Im afrikanischen Wechselbad
Annäherungen an einen fragilen Kontinent

WELCHEN WEG SOLLEN WIR NEHMEN? Den nach links oder den nach rechts? Oder doch den in der Mitte? Alle Wege sehen gleich aus. Ratlos stehen wir an der Gabelung zwischen Lisala und Gemena, irgendwo im Herzen des Kongobeckens, in einem unermesslichen Waldmeer, das von namenlosen Flüssen durchädert wird.

Wir sind zu fünft in unserer Reisegesellschaft. Adam, der Besitzer des Geländewagens, wohnhaft in Tansania, sein kongolesischer Chauffeur, der behauptet, jede Ecke seines Landes zu kennen, der französische Fotograf Pascal Maître, ein Marabut, ein heiliger Mann aus dem Tschad, der kein Wort sagt und immerzu sardonisch grinst, und, neben meiner Wenigkeit, noch eine hübsche Strahlenschildkröte, die dem Fahrzeughalter gehört. Unser Ziel, Bangui, die Hauptstadt der Zentralafrikanischen Republik, ist noch weit entfernt. Seit frühmorgens um sechs sind wir unterwegs und haben bis hierher knapp 200 Kilometer geschafft. Ungefähr 17 Kilometer pro Stunde. Die Straße, wenn man sie so nennen will, besteht aus Myriaden von Schlaglöchern, Schlammrillen, Kratern und Wasserlachen, die stellenweise zur Größe von Fischweihern angeschwollen sind; sie gleicht einem grünen Tunnel, der schier endlos durch den Urwald mäandert. Wir fahren in dämmrigem Licht und sehen kein Stückchen Himmelsblau. Drei Radfahrer, ein Bierlastwagen, zwei Schlangen – das sind die einzigen Begegnungen des heutigen Tages. Es ist schwül und heiß, die Luft liegt wie eine feuchte Decke auf der Haut. Man schwitzt, der Staub verklebt die Augen, das lauwarme Wasser geht zur Neige. An jeder Kreuzung, jeder Abzweigung, jeder Wegzwille die gleiche Frage: Wohin sollen wir uns wenden? Die Landkarte gibt keine Auskunft, Wegweiser existieren nicht, der Chauffeur ist mit seinem Latein am Ende. Weit und breit findet sich kein Mensch, den wir fragen könnten. Jede Fehlentscheidung kann Tage kosten, denn die Pfade verlieren sich im Wald, enden an einem Sumpf oder stoßen auf einen unüberwindlichen Fluss. Sie führen ins Nichts oder genauer: in das, was wir für das Nichts halten.
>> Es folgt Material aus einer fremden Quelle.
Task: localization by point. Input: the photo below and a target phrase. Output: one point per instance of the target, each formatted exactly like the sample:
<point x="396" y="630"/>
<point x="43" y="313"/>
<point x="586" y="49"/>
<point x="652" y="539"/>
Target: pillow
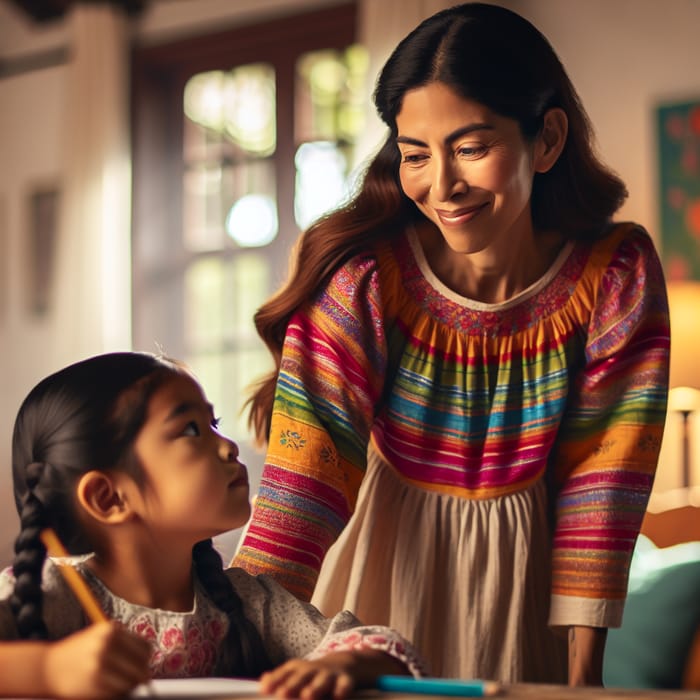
<point x="662" y="614"/>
So wie im kongolesischen Urwald erging es mir oft in Afrika. Die Wegscheide ist ein Sinnbild der Orientierungslosigkeit: Ich fühlte mich wie ein Elementarteilchen, das durch einen riesigen Kosmos treibt. Ich kam zum ersten Mal in ein großes Land, nach Nigeria, Angola oder in den Sudan, und fragte mich: Wo anfangen? Wie einen Überblick gewinnen, wo ich doch nur ein paar Splitterchen vor Augen bekommen, nur mit einem Dutzend Leute sprechen, zwei, drei Orte besuchen werde? Ich sah ein Ritual, ein Symbol, eine Geste, hörte eine Geschichte, erlebte eine Begebenheit und konnte das Wahrgenommene nicht einordnen oder begreifen. Es fehlten die historischen Kenntnisse, der religionssoziologische Hintergrund, das ethnografische Referenzsystem. Da stand ich dann und tat, was ein kluger Kopf einmal »hermeneutischen Kolonialismus« genannt hat: interpretieren, hineindeuten, spekulieren. Man kann sich lebhaft vorstellen, dass dabei oft Zerrbilder, Wunschvorstellungen oder Projektionen entstehen, und wir müssen zunächst über uns selber reden, über die Fallstricke der Wahrnehmung und über die Interessen, die unsere Erkenntnisse leiten. Aber ich will dem ersten Kapitel des Buches nicht vorgreifen.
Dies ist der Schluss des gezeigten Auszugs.